What does that even mean? Is it wrong to raise a child Jewish, but right to raise them Catholic? Do you personally decide which "core values" a parent is allowed to teach their children? Sorry but every parent chooses which values they want to teach their children, and no one has any say in which ones they should or shouldn't teach them.
I guess a parent should also leave a one year old alone to feed themselves. The one year old should do to the store, pay for the food, cook it themselves, all the while making healthy choices like broccoli instead of cake. Because the parent should step back and let the one year old make it's own decisions instead of teaching them the knowledge and reasoning they need to make decisions. You must have been an amazing one year old because when I was one if my mom left me to make my own decisions I would have eaten all the chocolate I could reach, then gone outside and starved or froze to death. Obviously a much better choice than my mom deciding what I should eat!
EI don't know where you got the idea that I choose everything for everyone. Yes, parents make choices based on what is important to them. I'm simply acknowledging the fact that Catholicism is a very different ideology compared to Buddhism. And yes, I think it's wrong to clump them together into one group. But maybe you aren't educated enough to tell the difference between a monotheistic and polytheistic religion are you?
There don't have to be extremes here. Slow down, crazy. Independence and freedom does not mean total negligence. I was a fucking rad one year old. I was bald and couldn't talk, but I was still awesome. My parents were more hands-off with me. They taught me by example and let me have important developmental experiences. Meal time was meal time and I knew not to eat between meals just because I was never hungry and cared more about playing with my toys or climbing trees and such (like most other toddlers). Maybe it is because my parents are foreign or the fact that I grew up without TV, but there was never any of this controlling going on. And yes, maybe some doctors would have called me underweight, but I was always very healthy as a child. I was a little skinny in my early teens when I had a growth spurt, but now I'm quite normal. I'm 5'0 and weigh around 100 pounds.
Now that we know my whole childhood I think this sob story is over because this argument has strayed verrrry far from the original post haha .

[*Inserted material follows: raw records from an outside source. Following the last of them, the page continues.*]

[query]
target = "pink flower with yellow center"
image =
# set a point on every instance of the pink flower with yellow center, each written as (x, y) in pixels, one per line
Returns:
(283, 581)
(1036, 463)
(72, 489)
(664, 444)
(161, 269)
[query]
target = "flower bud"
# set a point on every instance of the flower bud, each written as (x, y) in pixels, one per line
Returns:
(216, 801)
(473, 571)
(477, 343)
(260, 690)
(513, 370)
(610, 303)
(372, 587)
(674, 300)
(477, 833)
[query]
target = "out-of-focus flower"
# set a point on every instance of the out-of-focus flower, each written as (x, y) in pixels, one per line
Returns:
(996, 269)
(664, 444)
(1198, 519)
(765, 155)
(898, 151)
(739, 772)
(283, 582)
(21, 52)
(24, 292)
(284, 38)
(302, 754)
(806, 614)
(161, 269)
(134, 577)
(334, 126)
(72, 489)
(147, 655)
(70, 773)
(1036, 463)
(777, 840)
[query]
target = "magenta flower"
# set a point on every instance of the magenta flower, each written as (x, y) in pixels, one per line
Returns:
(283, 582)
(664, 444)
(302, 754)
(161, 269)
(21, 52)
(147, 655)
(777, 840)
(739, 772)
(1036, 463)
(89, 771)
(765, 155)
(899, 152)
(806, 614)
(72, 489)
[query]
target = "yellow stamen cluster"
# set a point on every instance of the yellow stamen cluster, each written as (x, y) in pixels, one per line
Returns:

I have two children aged 20 and 14 now , when they were little they ate what I cooked at home which fitted with my diet. However I never "imposed" my diet on them when they were with friends and relatives. Of course I want them to grow up with the same values as me and as they became older they learnt about why I eat the way I do and have on the whole adopted it for themselves. My eldest is not veggie at the moment but still doesn't eat red meat. My youngest is vegan.
Keeping relationships with friends and especially grandparents good sometimes means not dictating to them what they have to cook. But in your house do what you see fit.
Relax and have faith in your self, and as others say use fresh foods and be confident in your knowledge of nutrition.
A vegan diet isn't healthy for a one year old. They need specific nutrients that can't be found in an all vegan diet. However, a vegetarian diet is completely healthy for someone that young I suggest letting them be vegetarian until they're older.